In the B.C. age – before cloud, that is – end-user organizations were generally responsible for securing their network architectures. But with cloud companies and their user bases now splitting responsibilities, companies are grappling with troubling inconsistencies in vulnerability/patch management and disclosure, the presenters explained. For instance, cloud services providers sometimes fail to utilize a standard channel for communicating update notifications, or their identification of vulnerabilities lacks transparency or specifics, or they don’t offer severity scoring, remediation guidelines or a tracking system.
This Global Security Database will encompass all categories of bugs, not just those existing in the cloud – but the Cloud CVE Database would eventually be one of many vulnerability intelligence sources that would all feed into this universal repository.
Meanwhile, the proliferation of cloud-based services has created unique and complex new categories of configuration and identity vulnerabilities.
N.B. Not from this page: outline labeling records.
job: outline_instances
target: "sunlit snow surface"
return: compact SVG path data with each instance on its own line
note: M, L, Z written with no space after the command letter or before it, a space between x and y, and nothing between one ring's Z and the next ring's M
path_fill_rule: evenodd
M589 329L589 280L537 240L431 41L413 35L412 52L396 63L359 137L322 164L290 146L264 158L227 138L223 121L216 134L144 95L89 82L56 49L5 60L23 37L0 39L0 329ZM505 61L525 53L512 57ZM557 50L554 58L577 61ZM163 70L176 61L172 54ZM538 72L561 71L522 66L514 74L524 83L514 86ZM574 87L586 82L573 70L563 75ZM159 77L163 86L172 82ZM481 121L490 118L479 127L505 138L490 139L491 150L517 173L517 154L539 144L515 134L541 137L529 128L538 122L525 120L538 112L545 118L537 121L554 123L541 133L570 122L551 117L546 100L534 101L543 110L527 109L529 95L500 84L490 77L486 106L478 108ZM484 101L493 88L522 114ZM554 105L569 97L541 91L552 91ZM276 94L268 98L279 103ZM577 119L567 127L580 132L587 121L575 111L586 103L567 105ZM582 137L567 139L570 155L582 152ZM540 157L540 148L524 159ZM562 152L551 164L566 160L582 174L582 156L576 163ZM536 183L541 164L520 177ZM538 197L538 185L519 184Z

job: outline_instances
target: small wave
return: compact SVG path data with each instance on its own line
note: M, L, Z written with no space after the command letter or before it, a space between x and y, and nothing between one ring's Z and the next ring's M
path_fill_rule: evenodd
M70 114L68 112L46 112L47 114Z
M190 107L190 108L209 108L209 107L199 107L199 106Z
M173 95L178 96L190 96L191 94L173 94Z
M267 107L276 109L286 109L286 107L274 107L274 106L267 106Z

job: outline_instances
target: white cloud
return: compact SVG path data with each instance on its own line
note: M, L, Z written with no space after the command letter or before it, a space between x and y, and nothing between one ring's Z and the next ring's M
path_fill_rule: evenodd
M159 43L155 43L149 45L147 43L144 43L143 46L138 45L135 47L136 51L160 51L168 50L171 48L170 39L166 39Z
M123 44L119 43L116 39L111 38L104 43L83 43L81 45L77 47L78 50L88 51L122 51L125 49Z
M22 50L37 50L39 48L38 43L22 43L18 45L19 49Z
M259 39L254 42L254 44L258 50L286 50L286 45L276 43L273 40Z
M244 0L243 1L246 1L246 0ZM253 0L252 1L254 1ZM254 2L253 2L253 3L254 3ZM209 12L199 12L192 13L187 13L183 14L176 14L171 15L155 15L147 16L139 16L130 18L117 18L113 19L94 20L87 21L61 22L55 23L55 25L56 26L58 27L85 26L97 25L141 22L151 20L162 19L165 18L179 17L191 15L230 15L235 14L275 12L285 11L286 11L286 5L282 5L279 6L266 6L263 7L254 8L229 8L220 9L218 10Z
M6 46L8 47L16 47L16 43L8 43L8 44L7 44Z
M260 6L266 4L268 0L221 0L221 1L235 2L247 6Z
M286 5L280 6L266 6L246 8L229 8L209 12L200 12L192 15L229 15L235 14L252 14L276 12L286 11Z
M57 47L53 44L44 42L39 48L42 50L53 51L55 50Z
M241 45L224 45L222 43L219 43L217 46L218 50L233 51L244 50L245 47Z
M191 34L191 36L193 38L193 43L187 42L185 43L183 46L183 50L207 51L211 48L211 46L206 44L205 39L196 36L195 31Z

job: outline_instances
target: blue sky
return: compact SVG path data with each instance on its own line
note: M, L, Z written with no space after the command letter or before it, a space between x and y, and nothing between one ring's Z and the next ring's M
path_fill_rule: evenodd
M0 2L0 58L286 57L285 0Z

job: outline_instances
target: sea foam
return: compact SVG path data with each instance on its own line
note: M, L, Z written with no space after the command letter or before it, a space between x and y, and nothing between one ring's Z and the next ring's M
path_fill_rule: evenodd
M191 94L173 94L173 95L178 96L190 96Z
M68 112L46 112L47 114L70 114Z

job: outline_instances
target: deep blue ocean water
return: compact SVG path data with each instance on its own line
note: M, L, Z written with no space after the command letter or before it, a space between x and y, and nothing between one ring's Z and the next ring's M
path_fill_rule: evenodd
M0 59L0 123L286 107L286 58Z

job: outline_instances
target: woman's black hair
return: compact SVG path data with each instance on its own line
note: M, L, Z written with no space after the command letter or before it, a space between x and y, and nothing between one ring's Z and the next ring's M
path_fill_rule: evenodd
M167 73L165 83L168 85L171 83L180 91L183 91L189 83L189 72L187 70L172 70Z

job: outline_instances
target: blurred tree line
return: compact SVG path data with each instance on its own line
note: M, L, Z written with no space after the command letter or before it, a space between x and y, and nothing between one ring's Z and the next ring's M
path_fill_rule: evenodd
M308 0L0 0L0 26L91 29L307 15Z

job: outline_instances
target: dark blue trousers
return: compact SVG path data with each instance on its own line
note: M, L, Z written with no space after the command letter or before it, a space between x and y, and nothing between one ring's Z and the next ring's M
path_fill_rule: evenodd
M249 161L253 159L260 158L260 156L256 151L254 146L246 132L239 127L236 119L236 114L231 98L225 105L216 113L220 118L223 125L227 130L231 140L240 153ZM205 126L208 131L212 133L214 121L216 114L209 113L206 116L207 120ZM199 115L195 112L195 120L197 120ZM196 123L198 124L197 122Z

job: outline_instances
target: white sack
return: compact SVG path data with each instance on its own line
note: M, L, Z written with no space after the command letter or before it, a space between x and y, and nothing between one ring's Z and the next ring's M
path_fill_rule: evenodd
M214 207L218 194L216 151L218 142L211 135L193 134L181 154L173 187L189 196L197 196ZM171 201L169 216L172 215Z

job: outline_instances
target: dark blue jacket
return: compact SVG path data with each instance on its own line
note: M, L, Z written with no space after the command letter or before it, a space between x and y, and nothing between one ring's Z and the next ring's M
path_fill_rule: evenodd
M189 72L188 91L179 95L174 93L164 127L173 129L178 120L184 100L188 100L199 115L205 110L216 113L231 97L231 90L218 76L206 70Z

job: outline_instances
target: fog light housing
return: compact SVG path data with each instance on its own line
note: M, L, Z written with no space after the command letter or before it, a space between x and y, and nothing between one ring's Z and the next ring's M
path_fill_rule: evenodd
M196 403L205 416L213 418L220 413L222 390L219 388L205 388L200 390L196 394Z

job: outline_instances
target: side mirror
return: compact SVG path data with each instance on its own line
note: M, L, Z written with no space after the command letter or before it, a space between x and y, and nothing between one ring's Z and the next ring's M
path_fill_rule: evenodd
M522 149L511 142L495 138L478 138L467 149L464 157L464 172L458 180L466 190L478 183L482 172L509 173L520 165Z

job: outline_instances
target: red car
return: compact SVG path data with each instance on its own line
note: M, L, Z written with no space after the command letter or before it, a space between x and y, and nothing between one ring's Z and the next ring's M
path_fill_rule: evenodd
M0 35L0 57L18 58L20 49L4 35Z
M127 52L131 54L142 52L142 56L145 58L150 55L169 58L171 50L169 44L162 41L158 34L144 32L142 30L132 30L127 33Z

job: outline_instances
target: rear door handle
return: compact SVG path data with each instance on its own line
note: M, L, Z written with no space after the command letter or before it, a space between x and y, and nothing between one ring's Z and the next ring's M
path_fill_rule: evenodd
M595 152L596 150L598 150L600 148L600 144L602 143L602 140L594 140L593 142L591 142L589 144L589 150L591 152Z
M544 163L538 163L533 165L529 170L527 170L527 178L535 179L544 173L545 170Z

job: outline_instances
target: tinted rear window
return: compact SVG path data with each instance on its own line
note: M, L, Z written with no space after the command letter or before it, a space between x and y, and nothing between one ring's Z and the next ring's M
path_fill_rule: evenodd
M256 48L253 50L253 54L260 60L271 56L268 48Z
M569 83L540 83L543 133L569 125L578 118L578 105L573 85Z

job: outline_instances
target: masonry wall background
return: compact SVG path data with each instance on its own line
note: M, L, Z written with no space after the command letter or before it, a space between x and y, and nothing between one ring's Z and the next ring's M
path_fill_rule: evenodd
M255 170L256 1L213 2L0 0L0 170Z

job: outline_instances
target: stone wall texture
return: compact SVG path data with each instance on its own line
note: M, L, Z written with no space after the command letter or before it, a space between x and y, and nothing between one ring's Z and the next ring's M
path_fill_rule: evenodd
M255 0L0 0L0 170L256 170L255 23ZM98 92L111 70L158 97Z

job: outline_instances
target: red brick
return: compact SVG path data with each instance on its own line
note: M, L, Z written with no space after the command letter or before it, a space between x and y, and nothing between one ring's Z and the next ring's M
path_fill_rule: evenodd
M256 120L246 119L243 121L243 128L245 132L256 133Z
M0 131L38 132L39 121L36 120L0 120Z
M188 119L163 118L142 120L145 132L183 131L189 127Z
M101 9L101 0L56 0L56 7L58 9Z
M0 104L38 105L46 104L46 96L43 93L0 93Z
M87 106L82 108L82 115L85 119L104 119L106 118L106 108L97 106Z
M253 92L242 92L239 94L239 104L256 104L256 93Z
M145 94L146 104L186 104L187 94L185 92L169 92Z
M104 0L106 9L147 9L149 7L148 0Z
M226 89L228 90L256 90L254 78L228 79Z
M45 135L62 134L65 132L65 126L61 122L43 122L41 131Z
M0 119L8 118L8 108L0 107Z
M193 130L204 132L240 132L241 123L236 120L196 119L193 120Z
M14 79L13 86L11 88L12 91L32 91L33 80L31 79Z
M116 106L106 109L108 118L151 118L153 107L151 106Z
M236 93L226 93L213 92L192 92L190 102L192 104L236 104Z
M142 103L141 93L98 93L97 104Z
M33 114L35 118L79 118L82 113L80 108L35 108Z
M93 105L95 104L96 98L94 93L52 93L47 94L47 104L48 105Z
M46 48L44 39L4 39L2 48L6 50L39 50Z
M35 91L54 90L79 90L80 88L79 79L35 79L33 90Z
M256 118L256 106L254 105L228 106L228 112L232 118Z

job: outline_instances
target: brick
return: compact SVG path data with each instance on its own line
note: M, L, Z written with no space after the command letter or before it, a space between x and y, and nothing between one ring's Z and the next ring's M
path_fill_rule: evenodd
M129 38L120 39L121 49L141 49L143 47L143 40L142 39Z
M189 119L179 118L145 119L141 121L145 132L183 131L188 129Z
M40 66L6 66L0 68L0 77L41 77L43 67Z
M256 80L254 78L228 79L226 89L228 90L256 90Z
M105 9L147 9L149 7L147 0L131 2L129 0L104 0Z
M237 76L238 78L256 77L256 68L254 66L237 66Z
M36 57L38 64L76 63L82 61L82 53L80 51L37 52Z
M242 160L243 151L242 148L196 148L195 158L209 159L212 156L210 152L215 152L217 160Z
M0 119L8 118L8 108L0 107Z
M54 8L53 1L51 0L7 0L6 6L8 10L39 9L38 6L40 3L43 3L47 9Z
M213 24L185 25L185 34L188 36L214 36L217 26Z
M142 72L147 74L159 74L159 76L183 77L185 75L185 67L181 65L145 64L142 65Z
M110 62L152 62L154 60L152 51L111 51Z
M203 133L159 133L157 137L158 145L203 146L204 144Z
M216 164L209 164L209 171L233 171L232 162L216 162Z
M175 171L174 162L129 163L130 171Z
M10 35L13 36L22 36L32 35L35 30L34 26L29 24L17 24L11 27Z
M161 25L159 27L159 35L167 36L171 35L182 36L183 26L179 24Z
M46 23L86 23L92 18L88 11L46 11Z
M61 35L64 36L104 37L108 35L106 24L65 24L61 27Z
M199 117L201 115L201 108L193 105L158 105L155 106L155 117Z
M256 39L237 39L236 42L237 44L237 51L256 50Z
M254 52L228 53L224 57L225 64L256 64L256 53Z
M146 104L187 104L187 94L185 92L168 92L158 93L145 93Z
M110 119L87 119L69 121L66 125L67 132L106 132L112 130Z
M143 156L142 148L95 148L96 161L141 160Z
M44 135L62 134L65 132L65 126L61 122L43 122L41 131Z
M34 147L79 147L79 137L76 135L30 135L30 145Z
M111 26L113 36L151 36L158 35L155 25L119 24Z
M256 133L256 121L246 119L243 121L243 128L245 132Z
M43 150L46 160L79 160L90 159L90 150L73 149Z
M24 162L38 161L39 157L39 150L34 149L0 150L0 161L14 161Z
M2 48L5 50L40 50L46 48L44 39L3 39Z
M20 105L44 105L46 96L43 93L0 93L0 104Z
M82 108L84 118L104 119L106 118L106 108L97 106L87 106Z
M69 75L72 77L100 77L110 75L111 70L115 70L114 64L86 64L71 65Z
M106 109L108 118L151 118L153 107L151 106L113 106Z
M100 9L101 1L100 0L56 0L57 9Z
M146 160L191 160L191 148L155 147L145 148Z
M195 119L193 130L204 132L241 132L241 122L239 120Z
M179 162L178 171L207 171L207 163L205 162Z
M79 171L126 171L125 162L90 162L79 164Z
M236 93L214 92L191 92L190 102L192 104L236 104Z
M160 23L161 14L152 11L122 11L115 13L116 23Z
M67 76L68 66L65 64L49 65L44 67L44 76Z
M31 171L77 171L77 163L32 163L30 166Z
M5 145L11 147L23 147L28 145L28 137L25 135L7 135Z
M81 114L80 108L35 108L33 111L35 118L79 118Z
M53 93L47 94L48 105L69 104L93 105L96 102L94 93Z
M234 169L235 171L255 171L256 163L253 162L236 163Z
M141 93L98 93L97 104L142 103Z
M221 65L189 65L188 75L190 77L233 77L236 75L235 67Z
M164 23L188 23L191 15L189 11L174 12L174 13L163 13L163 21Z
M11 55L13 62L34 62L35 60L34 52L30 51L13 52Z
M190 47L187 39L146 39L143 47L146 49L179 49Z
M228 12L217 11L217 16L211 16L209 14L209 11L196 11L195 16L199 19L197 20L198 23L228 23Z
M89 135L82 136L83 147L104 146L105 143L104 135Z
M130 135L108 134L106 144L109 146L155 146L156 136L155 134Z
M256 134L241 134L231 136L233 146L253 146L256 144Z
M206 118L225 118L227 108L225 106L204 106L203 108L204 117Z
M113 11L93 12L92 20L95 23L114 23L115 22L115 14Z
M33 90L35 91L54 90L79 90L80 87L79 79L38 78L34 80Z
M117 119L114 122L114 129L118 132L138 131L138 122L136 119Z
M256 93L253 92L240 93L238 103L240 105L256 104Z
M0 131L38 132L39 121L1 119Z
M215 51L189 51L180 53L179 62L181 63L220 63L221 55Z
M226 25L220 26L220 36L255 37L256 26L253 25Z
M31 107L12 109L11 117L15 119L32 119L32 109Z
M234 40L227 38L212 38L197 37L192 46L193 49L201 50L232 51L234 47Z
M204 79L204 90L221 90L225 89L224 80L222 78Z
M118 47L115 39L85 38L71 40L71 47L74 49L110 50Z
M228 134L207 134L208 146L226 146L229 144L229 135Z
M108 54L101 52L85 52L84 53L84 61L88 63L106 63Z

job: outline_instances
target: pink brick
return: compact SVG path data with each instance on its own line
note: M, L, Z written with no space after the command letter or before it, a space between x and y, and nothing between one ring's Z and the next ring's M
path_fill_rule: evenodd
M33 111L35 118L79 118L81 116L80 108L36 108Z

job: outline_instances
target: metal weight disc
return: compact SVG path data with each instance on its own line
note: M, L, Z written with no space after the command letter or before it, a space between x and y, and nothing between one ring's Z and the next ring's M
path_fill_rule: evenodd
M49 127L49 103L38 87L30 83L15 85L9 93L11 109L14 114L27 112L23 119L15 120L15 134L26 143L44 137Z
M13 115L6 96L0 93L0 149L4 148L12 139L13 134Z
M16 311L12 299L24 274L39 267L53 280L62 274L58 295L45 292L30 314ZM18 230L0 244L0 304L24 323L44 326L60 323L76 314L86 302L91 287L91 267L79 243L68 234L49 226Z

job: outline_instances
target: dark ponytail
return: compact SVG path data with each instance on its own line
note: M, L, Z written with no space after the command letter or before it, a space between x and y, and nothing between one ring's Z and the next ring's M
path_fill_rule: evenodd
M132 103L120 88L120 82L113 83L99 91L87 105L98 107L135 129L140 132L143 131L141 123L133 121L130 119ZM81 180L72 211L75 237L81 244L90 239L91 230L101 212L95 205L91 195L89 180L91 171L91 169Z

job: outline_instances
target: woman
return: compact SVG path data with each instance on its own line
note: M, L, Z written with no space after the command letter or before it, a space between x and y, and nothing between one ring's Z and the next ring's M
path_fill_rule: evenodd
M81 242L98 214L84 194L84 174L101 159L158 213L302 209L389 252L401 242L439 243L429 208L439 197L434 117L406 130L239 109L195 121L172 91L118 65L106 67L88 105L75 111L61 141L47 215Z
And because resources are limited to address the vast number of bugs discovered each year, there can often be a “latency between how we report vulnerabilities and how they're disclosed and how they’re identified,” added Yeoh.
This can result in cloud end users going months or longer without properly applying fixes or securing their configurations, or perhaps not even realizing when an important patch applies to them.
Chronis pointed out that if a certain cloud vulnerability is highly critical, it might make the news headlines and thus find its way into your company’s threat intelligence feeds. But this is still not the ideal process. “What we really rely on for risk management processes are clear, repeatable processes that don't fail,” he said.
Cloud users and vendors could potentially address this need by utilizing the “Cloud CVE Database” as a definitive source for disclosing and looking up vulnerabilities, said Luttwak.
This database would ideally provide a unique identifier for each bug, along with such key information as severity scores, lists of affected platforms, the time period during which the issue has existed, the risk associated with exploitation, instructions for remediation and detection, and more.
“We need transparency for providers to give [vulnerability information] to us in a very clear way,” said Luttwak. “Don't send an email with fuzzy language. No. It has to be in the database. There has to be an identifier, severity and a clear risk… And that's what we were imagining” for the cloud database, he continued.
This cloud database, and the all-encompassing Global Security Database, will ideally give CISOs and their teams, a more unified view of risk management, the presenters said.